To tie a logo to a specific, practical discipline or implementation of a company´s business is, in my opinion, a mistake; one that betrays a fundamental lack of understanding what branding really is. It is also a somewhat narrow and short-sighted take on visual identity as it relates to branding. Creating a vehicle (or “container”) for the physical acts that make up a business – film making, scriptwriting, programming, design etc – is a marketing tactic, not a strategy, and branding resides firmly in the realm of strategy; in the long term visual representation and presentation of a company. The logotype is not an appropriate container for messaging in this sense; it should not be wielded in the short-term prespective as a communicative tactic.
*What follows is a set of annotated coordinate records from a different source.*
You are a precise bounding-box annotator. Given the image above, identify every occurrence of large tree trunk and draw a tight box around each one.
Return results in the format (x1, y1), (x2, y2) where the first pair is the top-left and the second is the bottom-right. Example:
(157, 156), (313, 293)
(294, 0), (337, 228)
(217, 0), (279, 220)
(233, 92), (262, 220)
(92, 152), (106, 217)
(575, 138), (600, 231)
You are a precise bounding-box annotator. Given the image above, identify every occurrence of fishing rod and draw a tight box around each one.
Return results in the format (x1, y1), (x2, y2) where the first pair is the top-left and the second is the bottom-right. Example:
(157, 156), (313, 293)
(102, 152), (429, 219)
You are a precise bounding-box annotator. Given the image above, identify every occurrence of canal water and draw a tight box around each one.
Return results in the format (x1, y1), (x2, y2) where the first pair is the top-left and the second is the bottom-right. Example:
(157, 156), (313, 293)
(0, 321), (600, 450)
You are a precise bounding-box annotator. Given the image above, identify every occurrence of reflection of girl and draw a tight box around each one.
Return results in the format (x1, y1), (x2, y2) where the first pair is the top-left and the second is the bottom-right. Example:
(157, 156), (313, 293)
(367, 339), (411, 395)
More specifically, the logo is not an ad or a banner or a piece of collateral – a communicative unit used to project targeted, shifting marketing messages. The logo and the visual identity is, in fact, what ties all those tactics together and creates a sense of continuity between them, so that the sender and the message are kept separate to some degree, since they operate on different levels.
As an example, Coca Cola does not have a bottle or a brown liquid as its symbol. Volvo does not have a car as its symbol, Ericsson does not have a phone as its symbol, etc etc. The brand, and ultimately the logotype, should frame the personality of the company, to make it more relateable and recognizable – not be an inventory of the acts that comprise the business. Branding and corporate identity is, in fact, in this sense somewhat analoguous to personal identity. As people, as personalities, we don´t walk around with labels on our foreheads, describing what we do. Our names are not titles or labels; we are not “Joe Filmmaker” or “Steve Programmer”. Neither should we, as a business, use our visual identity or our name to describe our actions, we should use it to describe ourselves. What drives us, what motivates us, what we´re like, who we are – not what we do.The “what we do” issue is a tactical consideration that is more aligned with sales than with branding. And that is my starting point, from a professional perspective, when it comes to a brand, its visual identity, and the logotype. As for my personal opinion in the matter, I guess I am usually initially sceptical about why a logo no longer reflects the company´s identity; exactly what it is that has changed. That a company may to some degree do more things now, or even different things, should really not be the main reason for a change, as described above. The logo is not the inventory that tells people what the company does, it is the symbol that tells people who they are and what they stand for. And that doesn´t change nearly as often as what one does. People (and companies) learn new things all the time, without it necessarily fundamentally changing them as people. Your face doesn´t change just because you switched jobs or got new responsibilities.